Gerstenberg, Heinrich Wilhelm Von

The following article is from The Great Soviet Encyclopedia (1979). It might be outdated or ideologically biased.

Gerstenberg, Heinrich Wilhelm Von

 

Born Jan. 3, 1737, in Tondern, Schleswig; died Nov. 1, 1823, in Altona. German writer.

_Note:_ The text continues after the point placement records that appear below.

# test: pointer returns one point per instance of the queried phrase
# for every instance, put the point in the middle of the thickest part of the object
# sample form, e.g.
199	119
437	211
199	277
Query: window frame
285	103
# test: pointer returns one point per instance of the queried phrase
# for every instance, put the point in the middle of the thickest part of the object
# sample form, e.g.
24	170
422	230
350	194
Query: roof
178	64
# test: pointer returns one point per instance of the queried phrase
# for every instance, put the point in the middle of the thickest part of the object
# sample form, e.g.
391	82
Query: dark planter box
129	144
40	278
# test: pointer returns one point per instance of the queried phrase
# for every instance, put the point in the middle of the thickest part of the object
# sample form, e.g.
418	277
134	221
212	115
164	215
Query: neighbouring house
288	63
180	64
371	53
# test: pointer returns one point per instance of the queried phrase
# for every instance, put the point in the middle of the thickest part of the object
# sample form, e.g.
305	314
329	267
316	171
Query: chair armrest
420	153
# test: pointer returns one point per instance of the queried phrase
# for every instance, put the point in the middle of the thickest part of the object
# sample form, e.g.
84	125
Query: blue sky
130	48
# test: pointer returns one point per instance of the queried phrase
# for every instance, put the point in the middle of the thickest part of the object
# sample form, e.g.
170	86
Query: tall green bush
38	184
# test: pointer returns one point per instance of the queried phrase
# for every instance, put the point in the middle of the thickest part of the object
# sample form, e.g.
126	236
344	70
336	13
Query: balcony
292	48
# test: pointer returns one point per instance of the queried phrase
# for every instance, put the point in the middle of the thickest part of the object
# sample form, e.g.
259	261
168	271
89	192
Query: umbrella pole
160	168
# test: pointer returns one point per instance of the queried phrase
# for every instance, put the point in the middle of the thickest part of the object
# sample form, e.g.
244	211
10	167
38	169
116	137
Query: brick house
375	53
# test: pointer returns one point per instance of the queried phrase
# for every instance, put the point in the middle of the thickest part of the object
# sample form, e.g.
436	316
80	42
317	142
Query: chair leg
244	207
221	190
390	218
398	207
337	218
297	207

Gerstenberg was one of the forerunners of Strum und Drang poetry. His tragedy Ugolino (1768), about the opposition to tyranny, influenced the dramatic work of the “stormy geniuses” and his Letters on What Is Noteworthy in Literature (1766-70), which included “An Essay on the Works of Shakespeare and his Genius,” helped to overcome the aesthetic canons of classicism. Gerstenberg introduced German readers to the mythology and literature of ancient Scandinavia. Gerstenberg’s Poem ’of a Skald was the beginning of so-called bardic poetry in Germany.

WORKS

[Werke.] In Deutsche National-Literatur, vol. 48. Edited by J. Kurschner. Berlin-Stuttgart [188?].

REFERENCES

Istoria nemetskoi literatury, vol. 2. Moscow, 1963.
Wagner, A. M. H. W. von Gerstenberg und der Strum und Drang, vols. 1-2. Heidelberg, 1920-24.